In the new centre at the national library in London, visitors can plough through 7.8 million scanned pages of historic newspapers and 4.8 million archived British Internet domain websites, totalling more than a billion individual web pages.

It also holds the British Library's collection of television and radio news broadcasts, which includes more than 40,000 programmes dating back to 2007 and is growing at a rate of 60 hours every day across 22 news outlets.

"Newspapers are often described as the 'first draft of history' -- in fact, in many cases they are the raw material of history and very often the only record that exists of an event or an individual that otherwise would have been forgotten," said the British Library's chief executive Roly Keating.

The new facility means researchers can access material within the library itself in central London, rather than trekking to the archive.
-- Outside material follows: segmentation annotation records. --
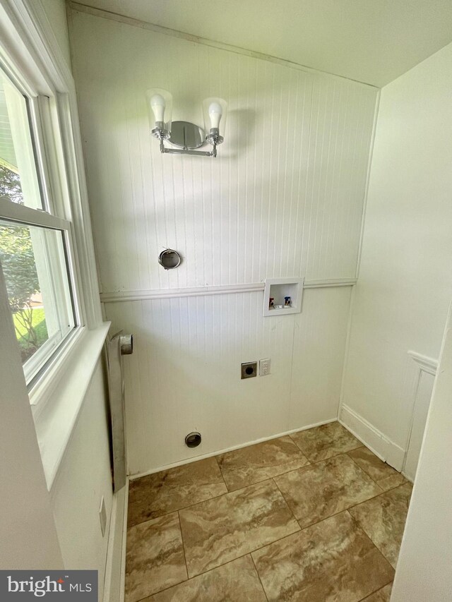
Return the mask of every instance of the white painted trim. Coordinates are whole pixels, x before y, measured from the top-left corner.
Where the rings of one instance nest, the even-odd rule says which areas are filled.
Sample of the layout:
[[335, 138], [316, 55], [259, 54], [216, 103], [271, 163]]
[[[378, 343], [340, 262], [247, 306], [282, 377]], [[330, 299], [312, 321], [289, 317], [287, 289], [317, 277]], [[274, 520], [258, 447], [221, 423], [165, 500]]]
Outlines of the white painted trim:
[[277, 65], [282, 65], [285, 67], [289, 67], [291, 69], [297, 69], [299, 71], [305, 71], [309, 73], [318, 73], [321, 76], [328, 76], [332, 78], [337, 78], [340, 80], [347, 80], [352, 81], [360, 85], [373, 89], [378, 88], [377, 86], [371, 84], [361, 82], [358, 80], [354, 80], [352, 78], [347, 78], [343, 76], [338, 76], [335, 73], [330, 73], [328, 71], [322, 71], [319, 69], [314, 69], [312, 67], [308, 67], [306, 65], [301, 65], [299, 63], [295, 63], [292, 61], [287, 61], [286, 59], [279, 59], [278, 56], [273, 56], [270, 54], [266, 54], [263, 52], [257, 52], [254, 50], [249, 50], [246, 48], [242, 48], [239, 46], [233, 46], [230, 44], [224, 44], [222, 42], [216, 42], [214, 40], [209, 40], [206, 37], [201, 37], [198, 35], [192, 35], [189, 33], [186, 33], [178, 30], [171, 29], [170, 28], [157, 25], [155, 23], [150, 23], [148, 21], [143, 21], [140, 19], [134, 19], [131, 17], [126, 17], [125, 15], [119, 15], [117, 13], [112, 13], [107, 11], [103, 11], [101, 8], [95, 8], [93, 6], [88, 6], [85, 4], [79, 4], [77, 2], [69, 1], [68, 6], [73, 11], [79, 13], [85, 13], [88, 15], [92, 15], [95, 17], [100, 17], [103, 19], [109, 19], [112, 21], [116, 21], [119, 23], [131, 25], [132, 27], [138, 27], [141, 29], [145, 29], [148, 31], [153, 31], [156, 33], [163, 34], [164, 35], [170, 35], [172, 37], [178, 37], [182, 40], [186, 40], [189, 42], [194, 42], [197, 44], [202, 44], [204, 46], [210, 46], [213, 48], [218, 48], [220, 50], [226, 50], [229, 52], [234, 52], [236, 54], [243, 54], [245, 56], [251, 56], [253, 59], [258, 59], [261, 61], [267, 61], [269, 63], [275, 63]]
[[340, 408], [339, 422], [383, 462], [400, 471], [405, 450], [397, 445], [348, 406]]
[[77, 423], [109, 327], [107, 322], [96, 330], [85, 330], [58, 378], [49, 379], [43, 402], [31, 406], [49, 490]]
[[62, 217], [51, 215], [45, 211], [31, 209], [25, 205], [11, 203], [6, 198], [0, 198], [0, 215], [6, 219], [20, 222], [43, 228], [52, 228], [54, 230], [69, 230], [71, 222]]
[[417, 354], [416, 351], [409, 351], [408, 354], [419, 366], [420, 370], [428, 372], [429, 374], [432, 374], [434, 376], [436, 375], [438, 368], [437, 359], [434, 359], [428, 356], [421, 355], [421, 354]]
[[[338, 278], [330, 280], [307, 280], [304, 289], [323, 289], [331, 287], [352, 287], [356, 284], [355, 278]], [[120, 291], [118, 292], [101, 293], [102, 303], [118, 301], [143, 301], [145, 299], [167, 299], [180, 297], [208, 296], [235, 293], [254, 293], [263, 291], [263, 282], [251, 282], [243, 284], [225, 284], [218, 287], [194, 287], [184, 289], [154, 289], [143, 291]]]
[[124, 602], [127, 537], [129, 479], [112, 505], [104, 581], [104, 602]]
[[242, 450], [242, 447], [248, 447], [249, 445], [256, 445], [256, 443], [262, 443], [264, 441], [270, 441], [272, 439], [277, 439], [278, 437], [284, 437], [286, 435], [292, 435], [294, 433], [299, 433], [302, 431], [307, 431], [308, 428], [314, 428], [315, 426], [321, 426], [322, 424], [329, 424], [330, 422], [336, 422], [336, 418], [332, 418], [330, 420], [323, 420], [321, 422], [316, 422], [314, 424], [309, 424], [307, 426], [303, 426], [302, 428], [292, 428], [291, 431], [285, 431], [284, 433], [279, 433], [275, 435], [271, 435], [270, 437], [262, 437], [261, 439], [256, 439], [254, 441], [248, 441], [246, 443], [241, 443], [239, 445], [232, 445], [231, 447], [225, 447], [223, 450], [218, 450], [215, 452], [210, 452], [208, 454], [201, 454], [198, 456], [194, 456], [192, 458], [186, 458], [179, 462], [173, 462], [170, 464], [164, 464], [158, 468], [154, 468], [148, 470], [146, 472], [140, 472], [136, 474], [130, 474], [129, 478], [131, 481], [135, 481], [137, 478], [141, 478], [142, 476], [146, 476], [148, 474], [154, 474], [155, 472], [160, 472], [162, 470], [168, 470], [170, 468], [176, 468], [178, 466], [184, 466], [184, 464], [191, 464], [191, 462], [198, 462], [198, 460], [203, 460], [206, 458], [211, 458], [213, 456], [218, 456], [220, 454], [225, 454], [227, 452], [233, 452], [234, 450]]
[[[407, 461], [408, 459], [408, 453], [410, 452], [410, 443], [411, 442], [411, 436], [412, 434], [412, 429], [415, 424], [416, 402], [417, 400], [419, 387], [420, 387], [421, 384], [422, 372], [425, 372], [427, 374], [430, 374], [432, 376], [434, 377], [436, 375], [436, 370], [438, 368], [438, 360], [434, 359], [432, 357], [429, 357], [428, 356], [422, 355], [422, 354], [418, 354], [416, 351], [407, 351], [407, 353], [413, 360], [413, 361], [415, 361], [415, 363], [417, 364], [417, 373], [414, 378], [411, 391], [411, 415], [410, 416], [410, 431], [407, 437], [406, 452], [403, 459], [403, 468], [402, 470], [402, 472], [403, 473], [405, 476], [406, 476], [405, 470], [407, 467]], [[407, 477], [407, 478], [409, 478], [410, 477]]]
[[359, 234], [359, 244], [358, 246], [358, 255], [356, 259], [356, 277], [359, 277], [359, 269], [361, 267], [361, 255], [362, 254], [362, 245], [364, 242], [364, 228], [366, 226], [366, 212], [367, 210], [367, 198], [369, 197], [369, 188], [370, 185], [370, 174], [372, 169], [372, 159], [374, 157], [374, 148], [375, 147], [375, 136], [376, 134], [376, 124], [379, 117], [379, 109], [380, 108], [380, 98], [381, 91], [379, 90], [375, 101], [375, 111], [374, 112], [374, 125], [372, 126], [372, 133], [370, 139], [370, 148], [369, 153], [369, 161], [367, 162], [367, 174], [366, 175], [366, 185], [364, 188], [364, 198], [362, 204], [362, 216], [361, 218], [361, 232]]

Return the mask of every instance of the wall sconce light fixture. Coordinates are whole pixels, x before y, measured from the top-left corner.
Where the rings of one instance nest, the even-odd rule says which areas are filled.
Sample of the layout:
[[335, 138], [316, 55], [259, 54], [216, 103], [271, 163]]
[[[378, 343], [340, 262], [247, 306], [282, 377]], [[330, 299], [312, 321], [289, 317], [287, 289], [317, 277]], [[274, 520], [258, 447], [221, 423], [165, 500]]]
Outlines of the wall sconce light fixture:
[[[227, 103], [222, 98], [206, 98], [203, 102], [205, 130], [189, 121], [172, 121], [172, 97], [166, 90], [152, 88], [146, 92], [150, 133], [160, 141], [160, 152], [173, 155], [201, 155], [216, 157], [217, 146], [224, 138], [220, 135], [225, 130]], [[208, 132], [208, 133], [207, 133]], [[167, 140], [179, 148], [165, 146]], [[205, 143], [212, 145], [212, 150], [196, 150]]]

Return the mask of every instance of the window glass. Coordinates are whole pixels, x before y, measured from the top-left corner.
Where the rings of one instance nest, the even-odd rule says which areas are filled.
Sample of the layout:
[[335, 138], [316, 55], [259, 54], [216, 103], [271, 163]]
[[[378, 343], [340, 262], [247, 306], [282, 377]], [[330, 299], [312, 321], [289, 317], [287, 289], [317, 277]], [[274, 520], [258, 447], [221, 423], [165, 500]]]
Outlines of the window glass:
[[63, 231], [0, 221], [0, 265], [29, 383], [75, 325]]
[[27, 101], [0, 69], [0, 196], [42, 209]]

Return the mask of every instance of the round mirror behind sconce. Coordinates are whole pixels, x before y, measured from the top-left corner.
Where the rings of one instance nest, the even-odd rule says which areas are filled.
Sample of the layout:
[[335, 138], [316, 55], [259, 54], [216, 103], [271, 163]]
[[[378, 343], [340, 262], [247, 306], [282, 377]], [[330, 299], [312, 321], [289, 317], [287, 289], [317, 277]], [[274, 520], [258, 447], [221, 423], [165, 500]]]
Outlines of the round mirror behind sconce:
[[180, 255], [172, 248], [166, 248], [158, 256], [158, 263], [165, 270], [174, 270], [180, 265], [181, 260]]
[[194, 150], [206, 142], [206, 133], [202, 128], [189, 121], [173, 121], [170, 142], [179, 148]]

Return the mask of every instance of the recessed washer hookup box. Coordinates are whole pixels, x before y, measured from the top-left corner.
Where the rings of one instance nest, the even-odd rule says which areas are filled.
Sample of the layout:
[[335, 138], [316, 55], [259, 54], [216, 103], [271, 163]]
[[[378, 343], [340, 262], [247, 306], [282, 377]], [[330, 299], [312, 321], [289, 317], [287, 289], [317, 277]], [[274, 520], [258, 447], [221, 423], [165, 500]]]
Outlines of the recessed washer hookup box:
[[97, 571], [0, 571], [0, 601], [97, 602]]

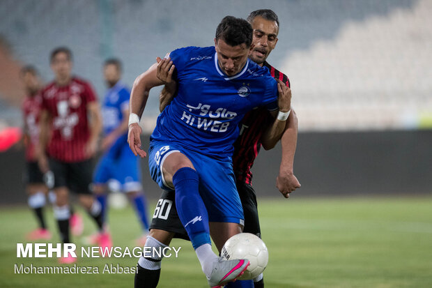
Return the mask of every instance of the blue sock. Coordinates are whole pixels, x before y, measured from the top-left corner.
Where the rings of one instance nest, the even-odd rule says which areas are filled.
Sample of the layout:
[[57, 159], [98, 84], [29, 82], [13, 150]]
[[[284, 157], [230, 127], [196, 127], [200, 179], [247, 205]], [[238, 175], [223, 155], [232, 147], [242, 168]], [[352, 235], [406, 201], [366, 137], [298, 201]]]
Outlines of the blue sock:
[[147, 218], [147, 204], [146, 198], [142, 193], [137, 193], [137, 196], [134, 197], [134, 204], [135, 204], [135, 210], [138, 218], [141, 220], [144, 231], [148, 230], [148, 219]]
[[190, 167], [179, 169], [173, 176], [178, 218], [194, 249], [203, 244], [211, 245], [208, 215], [199, 195], [199, 183], [198, 173]]
[[225, 288], [254, 288], [254, 280], [237, 280], [230, 282]]
[[96, 199], [100, 203], [100, 215], [102, 215], [102, 221], [105, 223], [107, 220], [107, 195], [105, 193], [98, 195]]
The vast cache of actual newspapers was sited at an outdated facility in suburban London, but has migrated to a new, high-tech storage unit in Yorkshire, northern England.
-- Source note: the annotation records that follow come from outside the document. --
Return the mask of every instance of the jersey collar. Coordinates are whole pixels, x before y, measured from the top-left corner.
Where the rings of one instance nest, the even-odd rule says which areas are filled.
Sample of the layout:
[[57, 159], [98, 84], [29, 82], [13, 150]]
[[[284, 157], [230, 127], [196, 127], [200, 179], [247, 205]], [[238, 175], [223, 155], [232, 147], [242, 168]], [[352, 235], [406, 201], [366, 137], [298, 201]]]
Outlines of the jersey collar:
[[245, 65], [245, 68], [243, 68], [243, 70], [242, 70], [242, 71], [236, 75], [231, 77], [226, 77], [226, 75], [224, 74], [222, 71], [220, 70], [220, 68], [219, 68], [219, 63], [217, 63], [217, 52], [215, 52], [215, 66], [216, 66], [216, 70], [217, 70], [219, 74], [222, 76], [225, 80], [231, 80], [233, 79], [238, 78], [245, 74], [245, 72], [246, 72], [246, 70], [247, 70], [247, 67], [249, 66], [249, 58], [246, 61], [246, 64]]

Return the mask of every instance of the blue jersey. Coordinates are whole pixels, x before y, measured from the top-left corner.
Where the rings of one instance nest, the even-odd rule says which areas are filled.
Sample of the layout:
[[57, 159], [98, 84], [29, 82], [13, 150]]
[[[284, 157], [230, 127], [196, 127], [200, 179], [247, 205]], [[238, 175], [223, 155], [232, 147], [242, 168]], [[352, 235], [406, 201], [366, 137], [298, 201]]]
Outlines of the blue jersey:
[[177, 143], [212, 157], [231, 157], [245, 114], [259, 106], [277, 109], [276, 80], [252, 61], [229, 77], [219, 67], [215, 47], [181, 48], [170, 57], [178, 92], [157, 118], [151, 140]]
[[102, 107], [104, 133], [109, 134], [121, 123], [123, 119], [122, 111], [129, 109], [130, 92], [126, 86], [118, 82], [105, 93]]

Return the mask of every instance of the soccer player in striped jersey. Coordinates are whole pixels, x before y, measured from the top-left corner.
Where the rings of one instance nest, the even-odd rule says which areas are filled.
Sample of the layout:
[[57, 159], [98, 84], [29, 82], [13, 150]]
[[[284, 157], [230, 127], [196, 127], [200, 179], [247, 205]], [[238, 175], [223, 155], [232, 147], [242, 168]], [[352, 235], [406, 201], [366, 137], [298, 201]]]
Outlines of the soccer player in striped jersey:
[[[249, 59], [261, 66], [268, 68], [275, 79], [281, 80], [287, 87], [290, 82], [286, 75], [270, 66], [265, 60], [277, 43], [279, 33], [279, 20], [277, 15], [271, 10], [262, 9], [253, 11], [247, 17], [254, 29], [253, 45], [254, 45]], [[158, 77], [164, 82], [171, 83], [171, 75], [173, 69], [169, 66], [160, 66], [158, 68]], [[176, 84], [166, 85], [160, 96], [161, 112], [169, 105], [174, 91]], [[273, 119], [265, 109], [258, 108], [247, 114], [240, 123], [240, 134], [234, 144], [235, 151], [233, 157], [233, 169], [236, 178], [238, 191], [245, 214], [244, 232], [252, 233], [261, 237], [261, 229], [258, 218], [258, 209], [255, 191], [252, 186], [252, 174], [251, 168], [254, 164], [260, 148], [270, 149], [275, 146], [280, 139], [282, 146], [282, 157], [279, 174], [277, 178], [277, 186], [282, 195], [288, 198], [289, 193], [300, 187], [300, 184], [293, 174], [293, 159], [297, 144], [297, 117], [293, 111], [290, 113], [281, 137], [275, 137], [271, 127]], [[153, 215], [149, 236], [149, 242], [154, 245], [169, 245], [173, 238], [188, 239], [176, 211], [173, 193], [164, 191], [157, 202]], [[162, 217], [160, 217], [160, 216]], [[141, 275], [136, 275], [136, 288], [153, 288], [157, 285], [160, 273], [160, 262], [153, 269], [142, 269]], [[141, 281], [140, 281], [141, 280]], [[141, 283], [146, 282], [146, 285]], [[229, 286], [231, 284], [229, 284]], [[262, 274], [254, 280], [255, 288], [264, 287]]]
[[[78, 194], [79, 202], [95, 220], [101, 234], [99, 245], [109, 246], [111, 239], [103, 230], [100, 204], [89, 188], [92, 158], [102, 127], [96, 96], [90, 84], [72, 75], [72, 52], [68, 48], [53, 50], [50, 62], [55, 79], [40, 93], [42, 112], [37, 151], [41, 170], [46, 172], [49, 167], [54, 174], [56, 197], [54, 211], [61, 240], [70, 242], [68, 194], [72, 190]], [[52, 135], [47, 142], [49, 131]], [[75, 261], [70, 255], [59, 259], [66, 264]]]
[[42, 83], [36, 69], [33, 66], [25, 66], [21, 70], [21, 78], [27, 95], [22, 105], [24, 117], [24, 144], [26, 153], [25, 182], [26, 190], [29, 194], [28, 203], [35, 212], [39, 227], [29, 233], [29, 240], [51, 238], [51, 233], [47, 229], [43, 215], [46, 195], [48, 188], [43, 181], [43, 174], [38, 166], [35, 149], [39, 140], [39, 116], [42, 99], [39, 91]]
The newspaper collection dates back as far as the English Civil War (1642-1651) and constitutes "an unrivalled record of society, people, politics and events," the library says.

It contains more than 750 million pages of newspapers and periodicals from nearly every local, regional and national newspaper, and takes up more than 20 kilometres of shelves.

Keating said the collection was "a vital part of the memory of the nation -- recording every aspect of local, regional and national life", and was continuing to grow at a rate of more than seven metres every week.

"We're ensuring this vast, precious and incredibly fragile resource is available not just for today's researchers, but also future generations."

Culture Secretary Sajid Javid was opening the newsroom.

The new reading room, and the shift of the library's actual newspaper archives to a new facility, has been paid for with £33 million ($56 million, 40 million euro) of public funds.

The often fragile collection of 60 million printed newspapers has moved from Colindale in northwest London to a purpose-built new storage facility in the village of Boston Spa, between Leeds and York.

It is temperature and humidity-controlled so that the copies, mostly printed on cheap, low-grade paper meant to be read once and then thrown away, may stand a better chance of lasting well into the future.

The oxygen in the facility has been reduced from 21 percent to between 14 and 15 percent to reduce the risk of fire.

It is also off limits to people to help maintain the atmosphere. The papers are stored in 20-metre-high racks and are fetched by robotic cranes that deliver them, via an air-lock, to a retrieval area.